Vector encoding of phylogenetic trees by ordered leaf attachment
Harry Richman, Cheng Zhang, Frederick A. Matsen
TL;DR
The paper introduces the ordered leaf attachment (OLA) encoding, a linear-time, bijective mapping between rooted, binary, leaf-ordered trees on $n$ leaves and a simple integer-vector space $\mathcal{C}_{n-1}$. It defines the OLA distance as the Hamming distance between encodings and shows that, while a single $NNI$ move can yield a large worst-case distance, the expected distance under random $NNI$ moves is bounded by 4, and it conjectures a height-based bound for $SPR$ moves with supporting empirical evidence. The methodology relies on canonical internal labeling via clade-founder and clade-splitter labels, enabling efficient encode/decode in $O(n)$ time and providing a practical, structure-preserving vector representation suitable for machine learning and tree-space exploration. The approach positions OLA relative to prior encodings (e.g., Phylo2Vec, LTS) while highlighting leaf-ordering dependencies and potential extensions to unrooted trees and branch lengths. Overall, OLA offers a simple, scalable framework for representing and comparing phylogenetic trees in vector form, with implications for learning, sampling, and downstream analyses.
Abstract
As part of work to connect phylogenetics with machine learning, there has been considerable recent interest in vector encodings of phylogenetic trees.

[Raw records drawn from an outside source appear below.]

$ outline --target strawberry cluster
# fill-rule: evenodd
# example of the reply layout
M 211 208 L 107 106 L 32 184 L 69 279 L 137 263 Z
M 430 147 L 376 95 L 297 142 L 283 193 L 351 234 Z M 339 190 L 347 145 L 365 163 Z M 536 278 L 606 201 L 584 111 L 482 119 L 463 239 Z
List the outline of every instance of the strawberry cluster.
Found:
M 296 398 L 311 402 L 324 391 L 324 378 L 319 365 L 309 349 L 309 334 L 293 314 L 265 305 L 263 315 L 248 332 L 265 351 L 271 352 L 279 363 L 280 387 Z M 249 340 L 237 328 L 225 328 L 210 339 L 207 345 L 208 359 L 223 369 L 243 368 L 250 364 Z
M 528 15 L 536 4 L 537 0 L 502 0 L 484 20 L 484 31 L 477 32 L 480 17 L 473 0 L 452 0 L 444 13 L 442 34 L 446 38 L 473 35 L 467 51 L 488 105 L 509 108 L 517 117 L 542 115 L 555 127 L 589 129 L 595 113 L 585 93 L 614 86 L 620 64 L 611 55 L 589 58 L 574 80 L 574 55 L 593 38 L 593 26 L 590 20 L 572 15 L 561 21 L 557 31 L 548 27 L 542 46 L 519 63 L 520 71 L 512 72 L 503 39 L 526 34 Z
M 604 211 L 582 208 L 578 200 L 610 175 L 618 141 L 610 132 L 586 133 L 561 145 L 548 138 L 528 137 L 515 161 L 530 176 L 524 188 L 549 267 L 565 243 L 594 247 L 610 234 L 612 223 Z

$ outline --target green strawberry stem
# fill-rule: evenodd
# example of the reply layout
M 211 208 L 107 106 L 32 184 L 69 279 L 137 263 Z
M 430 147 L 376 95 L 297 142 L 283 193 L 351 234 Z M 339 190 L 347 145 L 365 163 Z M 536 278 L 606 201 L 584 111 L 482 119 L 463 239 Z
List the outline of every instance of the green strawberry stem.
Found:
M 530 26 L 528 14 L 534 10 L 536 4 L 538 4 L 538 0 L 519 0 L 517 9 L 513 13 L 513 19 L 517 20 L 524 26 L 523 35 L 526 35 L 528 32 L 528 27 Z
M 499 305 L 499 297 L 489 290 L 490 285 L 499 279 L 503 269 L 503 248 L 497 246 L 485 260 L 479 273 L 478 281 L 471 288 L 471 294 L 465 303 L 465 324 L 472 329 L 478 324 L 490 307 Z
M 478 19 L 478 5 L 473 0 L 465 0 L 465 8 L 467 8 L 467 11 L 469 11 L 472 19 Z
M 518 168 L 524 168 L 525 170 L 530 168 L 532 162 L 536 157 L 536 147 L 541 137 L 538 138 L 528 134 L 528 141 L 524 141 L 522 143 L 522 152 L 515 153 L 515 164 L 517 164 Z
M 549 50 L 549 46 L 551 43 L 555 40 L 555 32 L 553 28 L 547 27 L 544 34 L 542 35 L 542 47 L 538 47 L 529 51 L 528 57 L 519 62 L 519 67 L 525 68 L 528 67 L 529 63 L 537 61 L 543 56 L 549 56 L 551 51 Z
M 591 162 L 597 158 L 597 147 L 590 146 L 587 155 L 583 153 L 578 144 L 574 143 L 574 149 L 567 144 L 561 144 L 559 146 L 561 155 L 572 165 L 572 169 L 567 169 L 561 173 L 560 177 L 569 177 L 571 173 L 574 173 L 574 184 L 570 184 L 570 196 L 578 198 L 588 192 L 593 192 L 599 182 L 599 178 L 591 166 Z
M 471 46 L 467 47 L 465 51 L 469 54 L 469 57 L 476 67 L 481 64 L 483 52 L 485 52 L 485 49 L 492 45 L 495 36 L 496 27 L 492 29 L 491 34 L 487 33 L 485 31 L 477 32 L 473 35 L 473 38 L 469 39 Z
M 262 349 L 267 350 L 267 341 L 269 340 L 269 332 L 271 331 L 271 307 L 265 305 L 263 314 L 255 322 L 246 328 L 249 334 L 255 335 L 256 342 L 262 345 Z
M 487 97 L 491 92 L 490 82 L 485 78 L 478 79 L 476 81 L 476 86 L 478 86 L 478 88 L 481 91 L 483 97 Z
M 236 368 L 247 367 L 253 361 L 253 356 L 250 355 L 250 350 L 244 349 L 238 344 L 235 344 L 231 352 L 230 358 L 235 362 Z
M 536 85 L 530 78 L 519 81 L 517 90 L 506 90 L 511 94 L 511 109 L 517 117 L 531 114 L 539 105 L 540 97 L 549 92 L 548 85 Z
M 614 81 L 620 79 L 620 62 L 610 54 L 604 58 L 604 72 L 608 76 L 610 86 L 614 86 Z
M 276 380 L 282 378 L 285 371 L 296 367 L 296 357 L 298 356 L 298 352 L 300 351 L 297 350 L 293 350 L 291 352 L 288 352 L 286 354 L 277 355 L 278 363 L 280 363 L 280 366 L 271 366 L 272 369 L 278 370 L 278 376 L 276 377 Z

We present a simple new "ordered leaf attachment" (OLA) method for uniquely encoding a binary, rooted phylogenetic tree topology as an integer vector. OLA encoding and decoding take linear time in the number of leaf nodes, and the set of vectors corresponding to trees is a simply-described subset of integer sequences. The OLA encoding is unique compared to other existing encodings in having these properties. The integer vector encoding induces a distance on the set of trees, and we investigate this distance in relation to the NNI and SPR distances.